Monday, February 13, 2012

The Cloakroom on Valentine's Day (a poem)

Main Street Elementary School, which I attended in the 1950s. It no longer exists.
I wrote this poem back in the 1970s. It's set in the 1950s. It is, I suspect, based on an invented memory—a memory that, now that I've written about it, seems more real and vivid to me than things that no doubt actually happened in the fourth grade at Main Street Elementary School in Farmingdale, NY, where I grew up. I can't remember now if I've ever published this poem anywhere. It seems appropriate for this week's holiday. I don't know why we used the word "cloakroom," which seems so formal, for the place in the back of the class where we hung our coats and left our galoshes.

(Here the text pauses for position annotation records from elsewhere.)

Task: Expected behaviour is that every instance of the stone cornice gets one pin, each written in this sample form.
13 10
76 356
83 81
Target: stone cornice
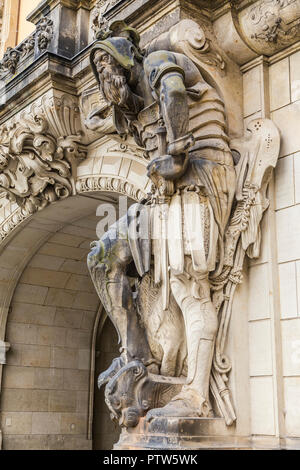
47 5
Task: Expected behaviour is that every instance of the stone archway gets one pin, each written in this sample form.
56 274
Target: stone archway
48 309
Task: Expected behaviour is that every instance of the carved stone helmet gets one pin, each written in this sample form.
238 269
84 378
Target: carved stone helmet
122 43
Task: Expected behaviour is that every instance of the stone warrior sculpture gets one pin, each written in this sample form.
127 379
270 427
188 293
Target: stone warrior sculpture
173 327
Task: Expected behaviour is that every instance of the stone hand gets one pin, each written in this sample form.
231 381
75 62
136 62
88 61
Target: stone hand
169 167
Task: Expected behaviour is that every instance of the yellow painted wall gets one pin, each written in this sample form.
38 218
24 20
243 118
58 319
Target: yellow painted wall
25 28
15 28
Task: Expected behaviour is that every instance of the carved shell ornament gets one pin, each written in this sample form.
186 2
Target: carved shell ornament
38 154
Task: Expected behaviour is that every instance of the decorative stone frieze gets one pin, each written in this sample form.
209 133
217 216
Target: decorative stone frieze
10 61
44 33
110 184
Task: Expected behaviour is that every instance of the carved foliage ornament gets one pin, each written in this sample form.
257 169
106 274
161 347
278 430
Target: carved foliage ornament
37 160
275 21
99 23
43 35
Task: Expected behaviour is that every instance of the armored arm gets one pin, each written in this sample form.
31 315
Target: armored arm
166 79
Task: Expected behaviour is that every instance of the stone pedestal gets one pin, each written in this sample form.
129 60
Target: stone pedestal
182 434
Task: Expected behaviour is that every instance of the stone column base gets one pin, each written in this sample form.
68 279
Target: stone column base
182 434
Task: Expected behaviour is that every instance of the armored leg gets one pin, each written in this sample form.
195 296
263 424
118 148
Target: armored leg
200 317
108 263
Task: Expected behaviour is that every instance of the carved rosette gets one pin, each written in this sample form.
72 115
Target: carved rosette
39 153
270 25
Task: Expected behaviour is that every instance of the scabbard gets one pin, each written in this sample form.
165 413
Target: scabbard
193 222
175 237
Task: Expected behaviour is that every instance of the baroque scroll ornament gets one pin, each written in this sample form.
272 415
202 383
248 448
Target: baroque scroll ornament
38 157
185 244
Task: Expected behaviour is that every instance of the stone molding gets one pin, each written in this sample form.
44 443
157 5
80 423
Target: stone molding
4 347
110 184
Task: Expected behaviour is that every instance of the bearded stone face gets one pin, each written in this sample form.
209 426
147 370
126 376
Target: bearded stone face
112 79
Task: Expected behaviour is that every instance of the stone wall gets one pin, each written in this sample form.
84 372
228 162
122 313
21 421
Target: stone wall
271 89
45 398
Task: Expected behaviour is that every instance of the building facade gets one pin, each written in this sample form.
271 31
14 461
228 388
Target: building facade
55 337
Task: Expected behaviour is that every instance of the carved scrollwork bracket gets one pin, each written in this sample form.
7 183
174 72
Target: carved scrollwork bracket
269 25
39 153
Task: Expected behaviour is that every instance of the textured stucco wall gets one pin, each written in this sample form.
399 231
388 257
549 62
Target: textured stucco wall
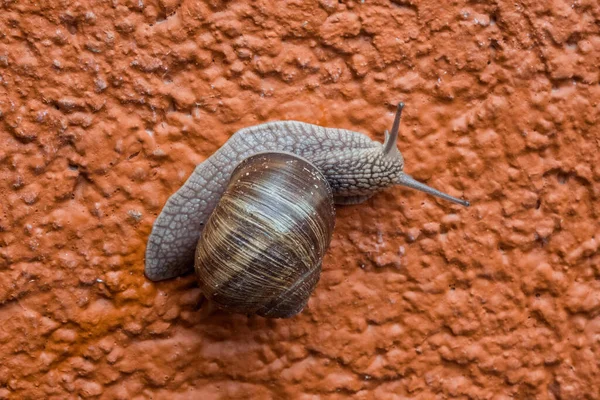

The Cloakroom on Valentine’s Day

Remember how,
not long before the time for going home,
we sneaked into the room of coats and shadows
which had beckoned from the back like a cave
since morning
when we turned, whenever we turned,
from our lessons?
Remember how the bell had rung a fire drill
all day, how Teacher told us
to ignore it? And we did,
though it sang and sang like a burn?
(I will not talk.
I will not talk.
A hundred times, a thousand times,
written in our heads.)
How in the noise when Teacher turned
we dipped and darted for the door
like swallows?
Remember being scared to laugh,
afraid that Teacher’s vast shadow
would grow in the doorway,
lit from behind by giggles?
How we shut the door?
And how we played at hiding in the dark
in the cloth of jackets, caps, and scarves?
How with a sudden Hey! we knew
that all the pockets grew with red,
unopened, heart-shaped envelopes and boxes,
and we stood breathless for a second,
hardly daring think the sweets inside?
How (just about to open one)
the door flew wide
and all the light and children,
come for their coats and candy,
filled the secret place and our wide eyes?
But they were blushed too much to notice us?
How we emerged, unchanged,
except for having sensed each other
in the red dark?







1 comment:

  1. You do know how to blog indeed. From another grey ghost who who came out of a closet.